Strampeln für den Lohn – #respekt
by Christoph “Burstup” Weiss

Die Fahrrad-Kuriere mit den riesigen Thermorucksäcken auf dem Rücken gehören zum alltäglichen Stadtbild. Sie sind die neuen Taglöhner, durch die Stadt gejagt von Algorithmen der Apps, ohne soziale Sicherheit, Arbeitsgerät wie Fahrrad, Smartphone und Helm aus eigener Tasche bezahlt und gewartet. Viele Menschen nehmen mehr als nur einen – meist prekären – Job an, sie vermieten neben ihrem eigentlichen Job auch noch ihre Wohnungen oder fahren abends Taxi, um über die Runden zu kommen.

 Die Menschen sollen ihre Arbeitskraft am zunehmend entsicherten Arbeitsmarkt zu immer schlechteren Bedingungen zu verkaufen, damit sie überhaupt irgendetwas kriegen. Das ist die Auswirkung eines immer strenger werdenden Arbeitszwangs-Regimes, das in immer mehr Ländern zum politischen Programm gehört.
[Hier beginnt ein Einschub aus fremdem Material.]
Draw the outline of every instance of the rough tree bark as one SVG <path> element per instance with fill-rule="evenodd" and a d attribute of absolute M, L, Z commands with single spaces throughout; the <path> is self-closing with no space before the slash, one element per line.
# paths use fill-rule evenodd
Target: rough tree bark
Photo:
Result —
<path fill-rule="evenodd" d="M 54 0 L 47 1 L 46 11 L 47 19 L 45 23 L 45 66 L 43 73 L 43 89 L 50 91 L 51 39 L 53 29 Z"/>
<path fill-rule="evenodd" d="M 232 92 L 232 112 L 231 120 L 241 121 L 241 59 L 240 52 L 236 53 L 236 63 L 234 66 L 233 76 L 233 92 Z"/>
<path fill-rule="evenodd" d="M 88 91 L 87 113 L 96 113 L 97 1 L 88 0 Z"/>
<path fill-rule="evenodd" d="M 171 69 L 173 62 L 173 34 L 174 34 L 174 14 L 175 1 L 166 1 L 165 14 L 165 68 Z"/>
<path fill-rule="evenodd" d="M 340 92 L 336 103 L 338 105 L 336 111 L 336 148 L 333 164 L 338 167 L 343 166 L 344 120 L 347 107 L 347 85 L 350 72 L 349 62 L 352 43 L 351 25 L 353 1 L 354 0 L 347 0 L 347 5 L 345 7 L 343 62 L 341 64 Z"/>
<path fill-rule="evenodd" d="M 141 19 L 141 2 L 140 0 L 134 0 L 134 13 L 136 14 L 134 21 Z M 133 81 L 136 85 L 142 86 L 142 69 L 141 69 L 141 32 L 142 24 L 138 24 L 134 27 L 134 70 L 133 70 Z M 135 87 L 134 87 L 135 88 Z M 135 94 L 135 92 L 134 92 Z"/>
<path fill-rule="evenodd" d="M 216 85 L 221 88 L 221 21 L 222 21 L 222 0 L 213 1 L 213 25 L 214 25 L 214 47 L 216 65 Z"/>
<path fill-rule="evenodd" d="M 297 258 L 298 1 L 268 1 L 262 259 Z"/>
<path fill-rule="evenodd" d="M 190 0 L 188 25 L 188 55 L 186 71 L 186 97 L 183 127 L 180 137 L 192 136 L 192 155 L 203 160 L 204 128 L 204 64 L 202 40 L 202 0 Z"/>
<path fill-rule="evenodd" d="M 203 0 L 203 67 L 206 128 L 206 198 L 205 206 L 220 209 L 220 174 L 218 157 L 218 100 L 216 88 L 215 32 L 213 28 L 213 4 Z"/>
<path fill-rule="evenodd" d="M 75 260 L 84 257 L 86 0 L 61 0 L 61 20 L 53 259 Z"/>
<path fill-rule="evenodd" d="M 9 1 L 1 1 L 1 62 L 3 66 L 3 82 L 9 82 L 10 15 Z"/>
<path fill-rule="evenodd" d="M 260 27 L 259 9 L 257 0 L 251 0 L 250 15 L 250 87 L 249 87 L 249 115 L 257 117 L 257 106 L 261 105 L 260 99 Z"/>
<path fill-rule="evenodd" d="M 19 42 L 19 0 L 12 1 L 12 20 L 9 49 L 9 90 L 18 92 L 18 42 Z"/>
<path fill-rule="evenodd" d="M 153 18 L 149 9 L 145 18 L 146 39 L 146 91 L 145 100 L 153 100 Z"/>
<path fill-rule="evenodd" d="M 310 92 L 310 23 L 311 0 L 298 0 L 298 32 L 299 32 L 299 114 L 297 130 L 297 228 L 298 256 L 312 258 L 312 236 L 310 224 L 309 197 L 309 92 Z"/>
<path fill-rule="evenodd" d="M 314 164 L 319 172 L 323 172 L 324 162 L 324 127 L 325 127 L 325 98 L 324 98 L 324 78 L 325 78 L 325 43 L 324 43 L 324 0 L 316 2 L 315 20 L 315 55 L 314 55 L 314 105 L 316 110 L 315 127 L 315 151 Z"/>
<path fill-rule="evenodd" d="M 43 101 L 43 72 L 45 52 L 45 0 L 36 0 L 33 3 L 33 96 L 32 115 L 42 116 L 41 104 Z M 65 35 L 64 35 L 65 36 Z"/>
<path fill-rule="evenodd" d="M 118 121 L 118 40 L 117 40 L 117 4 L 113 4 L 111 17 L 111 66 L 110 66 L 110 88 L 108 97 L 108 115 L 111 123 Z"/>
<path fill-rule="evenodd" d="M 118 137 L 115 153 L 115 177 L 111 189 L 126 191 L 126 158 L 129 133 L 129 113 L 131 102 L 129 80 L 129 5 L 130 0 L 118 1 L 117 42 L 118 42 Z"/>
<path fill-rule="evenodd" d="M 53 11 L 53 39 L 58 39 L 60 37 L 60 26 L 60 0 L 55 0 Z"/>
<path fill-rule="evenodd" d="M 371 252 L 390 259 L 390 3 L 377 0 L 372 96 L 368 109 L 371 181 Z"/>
Was aber wenn jemand unter diesen Bedingungen nicht mehr kann? Arbeitslose sind eben nicht prinzipiell zu faul für die Arbeit. Die meisten Menschen wollen eigentlich etwas zur Gesellschaft beitragen und dafür einen gerechten Gegenwert erhalten. Das Vorurteil von den Arbeitsscheuen in der sozialen Hängematte ist häufig nicht nur grundfalsch, sondern es ignoriert auch die psychosozialen Folgen der Arbeitslosigkeit.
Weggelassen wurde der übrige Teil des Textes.